There was no rush. The drunker the party got, the better. I ate canapés and sidled up to groups and laughed along with their jokes and then introduced myself. Peter Ford, Harvard Law. Not so surprising that a criminal can make a convincing lawyer.

Everything was going fine, and then I ran into her. I reached for wine from a server's tray, she did at the same time, then she turned and smiled at me and asked, "Do I know you?"

Oh, I don't know. Did she know me from taking potshots at me from the roof of the Museo del Prado, while I had one hand on a helicopter's runner and the other on a rolled-up Goya? Or from nearly crashing her speedboat into mine, like she wanted to send the Roman statue of Isis in my backseat down into the Aegean? Or when she'd had me cuffed for two days in Prague before Kady broke me out?

My eyes went down to the slit in her dress, the black velcro strap around her thigh, and the grip of a gun.

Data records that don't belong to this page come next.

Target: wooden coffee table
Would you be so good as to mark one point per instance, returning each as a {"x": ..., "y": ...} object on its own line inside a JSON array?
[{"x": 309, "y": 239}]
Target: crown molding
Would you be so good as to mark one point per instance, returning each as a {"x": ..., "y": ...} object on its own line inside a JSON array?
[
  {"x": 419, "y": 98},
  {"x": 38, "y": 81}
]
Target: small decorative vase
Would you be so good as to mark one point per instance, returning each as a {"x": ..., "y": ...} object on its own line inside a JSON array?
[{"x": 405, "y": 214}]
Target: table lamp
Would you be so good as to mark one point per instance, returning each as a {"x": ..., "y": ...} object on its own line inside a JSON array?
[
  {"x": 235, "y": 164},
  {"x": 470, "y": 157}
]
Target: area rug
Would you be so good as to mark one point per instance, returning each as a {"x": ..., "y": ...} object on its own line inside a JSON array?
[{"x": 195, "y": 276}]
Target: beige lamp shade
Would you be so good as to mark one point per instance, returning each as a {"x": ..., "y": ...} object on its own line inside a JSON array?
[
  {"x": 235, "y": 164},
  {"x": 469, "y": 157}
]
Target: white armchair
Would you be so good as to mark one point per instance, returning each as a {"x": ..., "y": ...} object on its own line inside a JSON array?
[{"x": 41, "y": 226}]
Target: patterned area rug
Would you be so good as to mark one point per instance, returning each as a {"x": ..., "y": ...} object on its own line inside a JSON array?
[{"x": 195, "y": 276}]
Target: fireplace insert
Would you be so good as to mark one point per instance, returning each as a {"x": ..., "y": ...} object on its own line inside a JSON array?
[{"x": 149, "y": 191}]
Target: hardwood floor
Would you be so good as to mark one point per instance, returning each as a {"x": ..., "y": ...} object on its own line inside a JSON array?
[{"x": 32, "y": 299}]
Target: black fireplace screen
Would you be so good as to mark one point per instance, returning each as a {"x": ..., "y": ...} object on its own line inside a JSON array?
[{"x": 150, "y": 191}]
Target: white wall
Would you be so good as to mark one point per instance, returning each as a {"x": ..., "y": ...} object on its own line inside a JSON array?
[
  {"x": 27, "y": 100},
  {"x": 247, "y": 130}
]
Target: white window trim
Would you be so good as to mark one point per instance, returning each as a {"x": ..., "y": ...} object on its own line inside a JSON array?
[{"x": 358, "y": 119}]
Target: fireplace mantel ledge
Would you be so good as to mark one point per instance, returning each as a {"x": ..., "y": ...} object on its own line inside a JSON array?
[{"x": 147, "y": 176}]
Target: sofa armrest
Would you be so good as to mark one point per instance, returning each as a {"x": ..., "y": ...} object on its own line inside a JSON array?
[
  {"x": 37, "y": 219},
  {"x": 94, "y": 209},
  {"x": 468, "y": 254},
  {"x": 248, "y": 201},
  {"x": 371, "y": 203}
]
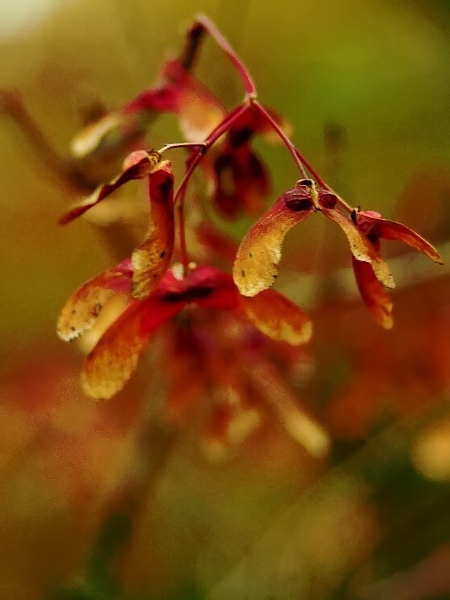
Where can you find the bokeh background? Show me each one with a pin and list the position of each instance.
(104, 500)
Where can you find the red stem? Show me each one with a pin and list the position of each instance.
(287, 142)
(222, 42)
(192, 164)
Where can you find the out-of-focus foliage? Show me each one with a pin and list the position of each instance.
(106, 500)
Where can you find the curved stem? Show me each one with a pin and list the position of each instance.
(285, 139)
(222, 42)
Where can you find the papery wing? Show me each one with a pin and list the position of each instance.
(392, 230)
(136, 166)
(373, 293)
(115, 357)
(278, 317)
(361, 248)
(152, 259)
(256, 265)
(83, 307)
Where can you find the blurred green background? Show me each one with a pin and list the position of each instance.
(104, 501)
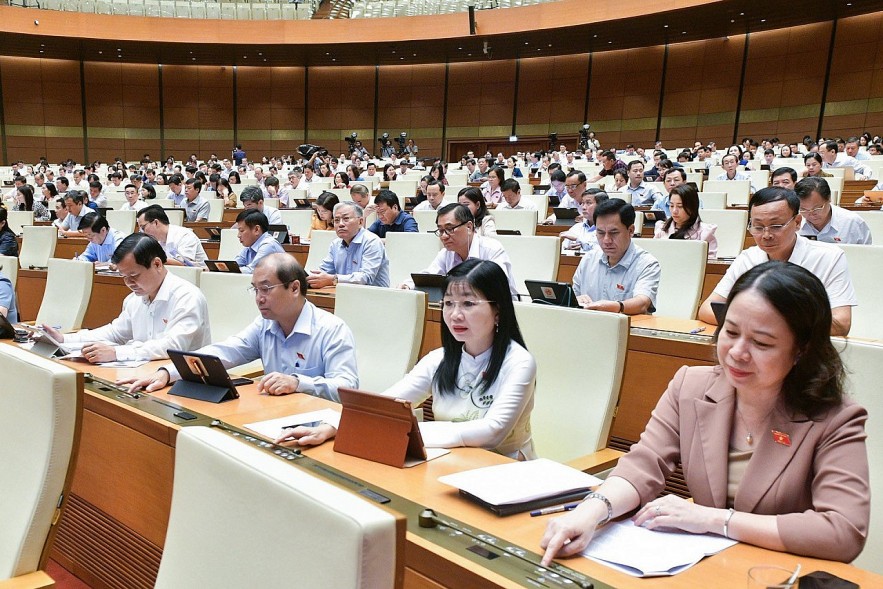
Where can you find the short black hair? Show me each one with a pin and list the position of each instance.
(254, 218)
(615, 206)
(144, 247)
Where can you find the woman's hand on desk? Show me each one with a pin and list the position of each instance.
(306, 436)
(154, 382)
(277, 383)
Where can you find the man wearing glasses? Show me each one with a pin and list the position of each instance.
(825, 221)
(181, 244)
(775, 219)
(456, 230)
(303, 348)
(356, 256)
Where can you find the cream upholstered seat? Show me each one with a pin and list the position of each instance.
(865, 262)
(39, 433)
(17, 220)
(533, 258)
(361, 308)
(37, 246)
(230, 244)
(267, 523)
(864, 372)
(123, 221)
(518, 220)
(409, 253)
(297, 220)
(731, 230)
(682, 265)
(68, 288)
(320, 241)
(9, 268)
(191, 274)
(572, 412)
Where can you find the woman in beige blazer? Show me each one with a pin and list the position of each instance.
(773, 452)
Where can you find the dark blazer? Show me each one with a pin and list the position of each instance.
(818, 486)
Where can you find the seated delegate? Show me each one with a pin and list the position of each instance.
(482, 378)
(772, 449)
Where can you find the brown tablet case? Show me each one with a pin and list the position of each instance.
(377, 428)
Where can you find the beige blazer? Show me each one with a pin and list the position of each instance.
(818, 485)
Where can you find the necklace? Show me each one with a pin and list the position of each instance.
(749, 437)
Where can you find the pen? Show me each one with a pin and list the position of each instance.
(556, 509)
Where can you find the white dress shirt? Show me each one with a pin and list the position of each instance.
(177, 319)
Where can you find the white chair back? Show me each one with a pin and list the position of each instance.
(68, 289)
(9, 269)
(380, 367)
(320, 242)
(518, 220)
(189, 273)
(231, 308)
(297, 220)
(122, 221)
(226, 539)
(409, 253)
(17, 220)
(682, 265)
(230, 244)
(533, 258)
(865, 262)
(731, 230)
(37, 246)
(39, 431)
(572, 413)
(864, 373)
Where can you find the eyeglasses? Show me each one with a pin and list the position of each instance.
(814, 211)
(465, 306)
(264, 289)
(449, 231)
(773, 229)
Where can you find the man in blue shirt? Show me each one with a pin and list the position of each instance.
(253, 226)
(390, 216)
(102, 239)
(303, 348)
(356, 256)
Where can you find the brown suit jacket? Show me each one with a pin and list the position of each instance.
(818, 486)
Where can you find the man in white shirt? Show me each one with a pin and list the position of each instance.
(163, 312)
(456, 229)
(833, 159)
(512, 200)
(825, 221)
(252, 197)
(303, 348)
(774, 223)
(435, 193)
(181, 245)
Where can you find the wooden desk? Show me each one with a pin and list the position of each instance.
(113, 530)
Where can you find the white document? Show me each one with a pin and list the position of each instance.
(272, 428)
(641, 552)
(518, 482)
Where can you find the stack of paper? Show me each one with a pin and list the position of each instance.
(521, 486)
(641, 552)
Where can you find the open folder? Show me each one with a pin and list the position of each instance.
(522, 486)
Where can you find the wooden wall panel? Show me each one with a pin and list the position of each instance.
(855, 91)
(624, 97)
(784, 82)
(411, 99)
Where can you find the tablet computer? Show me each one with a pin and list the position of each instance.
(203, 377)
(230, 266)
(378, 428)
(432, 284)
(551, 293)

"No, ah, Inspector—" I began to say, brushing at Vlad's fake mustache.

She reached down to her hip and tugged at the side of her dress. "Not tonight. At least, I hope not. I could use a vacation."

I nodded sympathetically and sunk my nose in my wine glass to buy myself a few moments to think. "I hope so too. Peter Ford, Harvard Law," I said.

"Skylar O'Hara, Interpol," she said, then shook my hand.

It was hard to shake her, because not only was she slightly drunk, but she was more than eager to chat with me about a recent theft from the Ashmolean in Oxford, and the frustrations of dealing with egos of provincial police.

The mood grew inebriated, in that particular polite but too-loud way that the upper crust gets drunk. Once or twice, I made some overtures about having to get up, but Inspector O'Hara (I couldn't think of her name any other way) would lean on my shoulder and hold me there.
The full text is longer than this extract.